Popular Film Music and Masculinity in Action
A Different Tune
Routledge – 2015 – 184 pages
Amanda Howell offers a new perspective on the contemporary pop score, as the means by which masculinities not seen—or heard—before become a part of American cinema after World War II. Popular Film Music and Masculinity in Action considers an eclectic mix of film, from Elvis and Travolta star vehicles to Bruckheimer-produced action films, with a special focus on the work of musically-innovative directors Melvin Van Peebles, Martin Scorsese, Quentin Tarantino and Gregg Araki. Variously shaped by generic exchanges among contemporary music, music cultures, and film, these texts share a common an investment in male body spectacle and male difference, representations of which register both cinema’s long-standing engagement with violence and similarly body-focused pleasures of contemporary youth music.
Drawing on scholarship of popular music and the pop score as well as feminist film and media studies, Howell addresses an often neglected area of gender representation. Through her analyses of the musical construction of contemporary screen masculinity in action and other genres that share its investment in violence, she reveals the mechanisms by which the pop score has helped to reinvent gendered fictions of male empowerment for new generations.

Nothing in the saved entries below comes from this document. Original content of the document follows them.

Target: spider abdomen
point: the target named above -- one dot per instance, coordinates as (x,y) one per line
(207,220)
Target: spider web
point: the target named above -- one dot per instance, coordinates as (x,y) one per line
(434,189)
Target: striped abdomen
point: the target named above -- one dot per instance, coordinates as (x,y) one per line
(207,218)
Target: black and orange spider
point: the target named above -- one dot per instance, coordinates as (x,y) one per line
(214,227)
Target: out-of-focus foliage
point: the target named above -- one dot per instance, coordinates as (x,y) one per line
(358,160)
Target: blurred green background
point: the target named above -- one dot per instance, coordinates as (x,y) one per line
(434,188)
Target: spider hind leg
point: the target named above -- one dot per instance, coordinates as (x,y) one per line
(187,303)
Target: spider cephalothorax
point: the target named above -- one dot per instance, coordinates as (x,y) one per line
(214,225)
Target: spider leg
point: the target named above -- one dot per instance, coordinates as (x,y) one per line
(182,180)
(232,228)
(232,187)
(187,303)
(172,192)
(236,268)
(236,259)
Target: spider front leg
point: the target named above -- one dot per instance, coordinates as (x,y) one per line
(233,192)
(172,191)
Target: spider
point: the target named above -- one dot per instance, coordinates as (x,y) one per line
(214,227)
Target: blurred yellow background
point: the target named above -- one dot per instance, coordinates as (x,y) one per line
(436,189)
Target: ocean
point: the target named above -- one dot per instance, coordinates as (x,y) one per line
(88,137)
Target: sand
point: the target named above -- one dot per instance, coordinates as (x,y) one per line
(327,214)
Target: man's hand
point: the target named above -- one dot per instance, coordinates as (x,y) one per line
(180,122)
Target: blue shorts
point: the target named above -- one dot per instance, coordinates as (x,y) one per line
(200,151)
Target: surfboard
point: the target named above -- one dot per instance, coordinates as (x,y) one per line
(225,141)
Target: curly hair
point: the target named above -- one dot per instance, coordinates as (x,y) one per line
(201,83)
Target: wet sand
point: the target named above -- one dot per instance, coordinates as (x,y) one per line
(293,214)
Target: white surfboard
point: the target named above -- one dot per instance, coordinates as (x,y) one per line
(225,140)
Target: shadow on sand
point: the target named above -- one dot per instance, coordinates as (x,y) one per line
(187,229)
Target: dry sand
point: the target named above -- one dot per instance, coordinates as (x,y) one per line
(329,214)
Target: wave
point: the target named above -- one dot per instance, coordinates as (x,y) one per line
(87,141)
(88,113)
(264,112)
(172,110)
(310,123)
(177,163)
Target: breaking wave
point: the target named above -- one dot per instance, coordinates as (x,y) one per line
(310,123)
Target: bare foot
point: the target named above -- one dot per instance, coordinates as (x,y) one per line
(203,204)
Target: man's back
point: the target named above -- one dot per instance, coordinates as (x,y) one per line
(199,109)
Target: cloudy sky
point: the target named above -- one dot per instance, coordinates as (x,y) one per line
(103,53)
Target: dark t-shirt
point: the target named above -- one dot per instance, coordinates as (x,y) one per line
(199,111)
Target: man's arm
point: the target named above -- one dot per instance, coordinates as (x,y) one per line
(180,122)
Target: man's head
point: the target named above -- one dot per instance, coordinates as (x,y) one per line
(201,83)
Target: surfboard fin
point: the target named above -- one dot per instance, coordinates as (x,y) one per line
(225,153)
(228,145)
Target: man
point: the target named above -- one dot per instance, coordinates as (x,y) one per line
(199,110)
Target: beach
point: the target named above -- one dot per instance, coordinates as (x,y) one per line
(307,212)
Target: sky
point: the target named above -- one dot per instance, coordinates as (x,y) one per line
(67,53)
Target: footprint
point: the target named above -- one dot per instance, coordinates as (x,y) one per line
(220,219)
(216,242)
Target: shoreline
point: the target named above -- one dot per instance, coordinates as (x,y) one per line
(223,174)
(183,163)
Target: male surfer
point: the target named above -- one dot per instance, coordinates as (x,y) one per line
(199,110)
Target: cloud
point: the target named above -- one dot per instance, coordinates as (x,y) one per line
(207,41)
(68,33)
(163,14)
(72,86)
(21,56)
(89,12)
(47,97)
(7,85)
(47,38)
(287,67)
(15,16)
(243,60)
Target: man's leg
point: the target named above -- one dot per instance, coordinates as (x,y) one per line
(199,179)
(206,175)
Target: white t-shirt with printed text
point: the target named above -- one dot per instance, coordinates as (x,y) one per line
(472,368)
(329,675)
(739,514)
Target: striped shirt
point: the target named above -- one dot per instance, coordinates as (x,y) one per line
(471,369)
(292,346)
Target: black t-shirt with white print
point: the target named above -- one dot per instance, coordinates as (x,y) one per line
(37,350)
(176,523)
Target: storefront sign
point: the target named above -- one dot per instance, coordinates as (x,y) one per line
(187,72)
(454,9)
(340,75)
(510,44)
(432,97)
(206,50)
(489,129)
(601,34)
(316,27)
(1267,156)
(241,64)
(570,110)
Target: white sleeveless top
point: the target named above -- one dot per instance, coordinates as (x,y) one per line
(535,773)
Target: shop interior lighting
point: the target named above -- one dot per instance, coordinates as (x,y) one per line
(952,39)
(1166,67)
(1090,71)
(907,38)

Introduction 1. A Different Tune: Hollywood, Popular Music, and Elvis in the 1950s 2.Orchestrating Violence: Music and Masculinity in Scorsese’s Gangster Films 3. Two Worlds: Sweet Sweetback's Baadasssss Song and the Dual Diegesiss 4. The Power Chord Goes to War: the Bruckheimer Film, Music and Militainment 5. Queering the Road Movie Soundtrack: Gregg Araki’s The Living End 6. John Travolta, A Song and Dance Man in Action Conclusion
Amanda Howell is Senior Lecturer in the School of Humanities at Griffith University, Australia.